Learning How to Hit a Fungo Well Helps Coaches Support Their Players

As with any sport, practice makes perfect when it comes to baseball. While many young players put in countless hours at batting practice or pitching, fewer spend enough time to truly develop their fielding skills. In reality, fielding practice often pays off even more than other kinds, because catching a fast-moving ball and becoming ready to throw it is one of the most complicated tasks in baseball. Whether for shortstops aiming for the local equivalent of the Golden Glove or an outfielder who could use some help with the basics, young players often benefit greatly from being given the chance to practice fielding.

What that typically requires is a coach or other person who is able to hit balls to them on demand. This sometimes turns out to be more of an issue than might expected, as a hitter who cannot deliver balls reliably to the right places will drag down the effectiveness of fielding practice. A coach with excellent fungo hitting technique, on the other hand, will be able to maximize the results that follow, with every minute spent in practice paying off as much as it possibly could.

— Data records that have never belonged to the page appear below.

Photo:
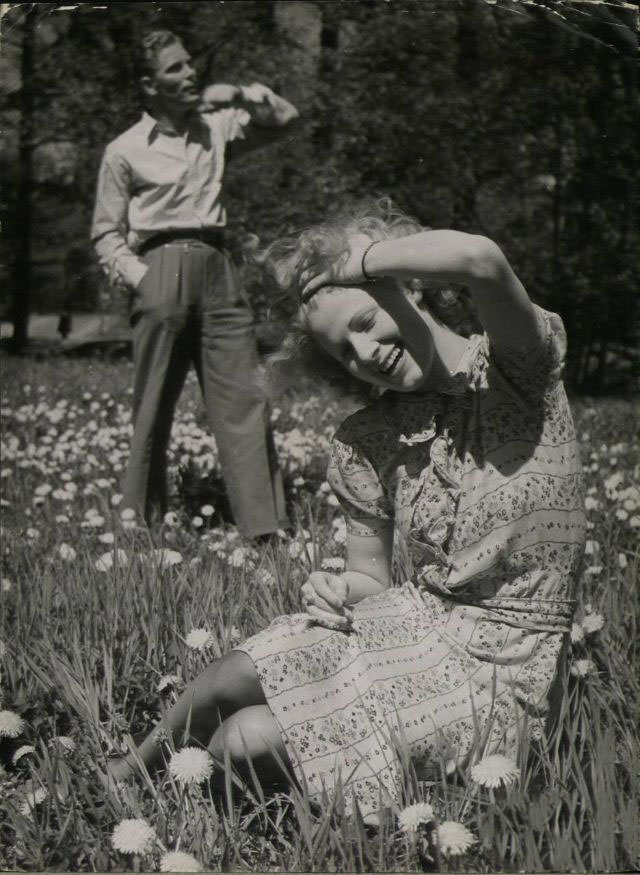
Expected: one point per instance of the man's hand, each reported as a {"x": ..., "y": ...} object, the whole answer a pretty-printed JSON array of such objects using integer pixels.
[{"x": 325, "y": 599}]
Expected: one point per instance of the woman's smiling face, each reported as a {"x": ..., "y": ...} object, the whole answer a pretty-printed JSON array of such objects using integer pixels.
[{"x": 376, "y": 333}]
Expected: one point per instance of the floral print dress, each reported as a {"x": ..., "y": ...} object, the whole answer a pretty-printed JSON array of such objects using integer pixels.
[{"x": 483, "y": 484}]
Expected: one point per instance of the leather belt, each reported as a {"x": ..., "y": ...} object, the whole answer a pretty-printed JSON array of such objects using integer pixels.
[{"x": 211, "y": 236}]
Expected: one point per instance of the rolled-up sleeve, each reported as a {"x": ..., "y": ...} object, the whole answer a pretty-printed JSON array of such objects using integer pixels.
[{"x": 110, "y": 222}]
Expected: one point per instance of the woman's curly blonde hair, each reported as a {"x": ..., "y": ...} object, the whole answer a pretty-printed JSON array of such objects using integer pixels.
[{"x": 321, "y": 245}]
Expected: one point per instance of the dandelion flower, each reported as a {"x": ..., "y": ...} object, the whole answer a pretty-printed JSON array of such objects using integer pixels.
[
  {"x": 191, "y": 765},
  {"x": 592, "y": 623},
  {"x": 178, "y": 861},
  {"x": 33, "y": 798},
  {"x": 108, "y": 560},
  {"x": 11, "y": 724},
  {"x": 494, "y": 771},
  {"x": 238, "y": 558},
  {"x": 412, "y": 816},
  {"x": 454, "y": 838},
  {"x": 577, "y": 633},
  {"x": 133, "y": 836},
  {"x": 593, "y": 570},
  {"x": 265, "y": 578},
  {"x": 582, "y": 667},
  {"x": 66, "y": 552},
  {"x": 199, "y": 639}
]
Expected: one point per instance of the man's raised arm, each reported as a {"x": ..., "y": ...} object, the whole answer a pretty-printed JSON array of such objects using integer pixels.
[{"x": 268, "y": 118}]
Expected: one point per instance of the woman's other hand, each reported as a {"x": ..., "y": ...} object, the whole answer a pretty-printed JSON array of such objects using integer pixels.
[{"x": 324, "y": 597}]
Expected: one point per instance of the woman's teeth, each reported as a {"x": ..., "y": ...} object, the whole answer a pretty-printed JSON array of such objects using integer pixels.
[{"x": 391, "y": 360}]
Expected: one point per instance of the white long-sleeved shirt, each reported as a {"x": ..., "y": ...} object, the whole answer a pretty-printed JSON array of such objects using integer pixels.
[{"x": 151, "y": 182}]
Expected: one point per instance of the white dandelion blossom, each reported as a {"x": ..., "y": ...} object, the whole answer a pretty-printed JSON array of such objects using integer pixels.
[
  {"x": 495, "y": 770},
  {"x": 577, "y": 633},
  {"x": 11, "y": 724},
  {"x": 412, "y": 816},
  {"x": 199, "y": 639},
  {"x": 66, "y": 552},
  {"x": 592, "y": 623},
  {"x": 191, "y": 765},
  {"x": 582, "y": 667},
  {"x": 133, "y": 836},
  {"x": 454, "y": 838}
]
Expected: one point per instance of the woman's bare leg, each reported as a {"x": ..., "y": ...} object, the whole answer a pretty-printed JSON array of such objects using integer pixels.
[
  {"x": 252, "y": 734},
  {"x": 226, "y": 686}
]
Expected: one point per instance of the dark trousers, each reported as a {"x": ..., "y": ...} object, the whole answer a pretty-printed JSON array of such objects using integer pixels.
[{"x": 191, "y": 308}]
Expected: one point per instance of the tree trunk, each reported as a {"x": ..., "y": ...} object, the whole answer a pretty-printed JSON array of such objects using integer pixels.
[{"x": 22, "y": 275}]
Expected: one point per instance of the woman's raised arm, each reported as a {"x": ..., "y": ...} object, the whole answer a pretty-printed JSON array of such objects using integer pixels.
[{"x": 503, "y": 306}]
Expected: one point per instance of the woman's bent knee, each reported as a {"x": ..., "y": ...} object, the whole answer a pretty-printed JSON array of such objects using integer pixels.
[{"x": 236, "y": 683}]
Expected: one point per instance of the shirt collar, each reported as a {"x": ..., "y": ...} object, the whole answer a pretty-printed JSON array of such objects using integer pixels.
[{"x": 149, "y": 126}]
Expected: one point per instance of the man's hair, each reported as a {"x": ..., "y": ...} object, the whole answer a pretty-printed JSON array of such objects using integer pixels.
[{"x": 149, "y": 47}]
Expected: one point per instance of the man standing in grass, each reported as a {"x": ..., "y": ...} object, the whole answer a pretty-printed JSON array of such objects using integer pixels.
[{"x": 159, "y": 228}]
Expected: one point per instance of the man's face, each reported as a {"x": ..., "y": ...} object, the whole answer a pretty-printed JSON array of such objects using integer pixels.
[{"x": 174, "y": 83}]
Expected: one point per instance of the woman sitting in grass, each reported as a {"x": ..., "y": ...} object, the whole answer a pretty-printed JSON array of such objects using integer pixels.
[{"x": 468, "y": 457}]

What it typically requires to reach this level of skill, of course, is plenty of practice on the part of the coach or other hitter. Hitting a fungo differs significantly from standing at the plate before a pitcher, as one hand must first be used to put the ball into position for striking. Depending upon where and how the ball is to be hit thereafter, successful coaches will then normally adopt one of a couple of basic approaches.

For especially young players or those who need help with the fundamentals, maintaining a one-handed grip on the bat will sometimes be enough. For a physically fit, coordinated coach, this will normally allow the ball to be hit with a modicum of force either along the ground or in a gentle arc. On the other hand, many other kinds of fielding practice will work out better if the throwing hand returns to the bat after putting the ball in the air. While it can take quite a bit of practice to become skilled at making this transition, this will allow for the hitting power needed to challenge players whose skills are better developed.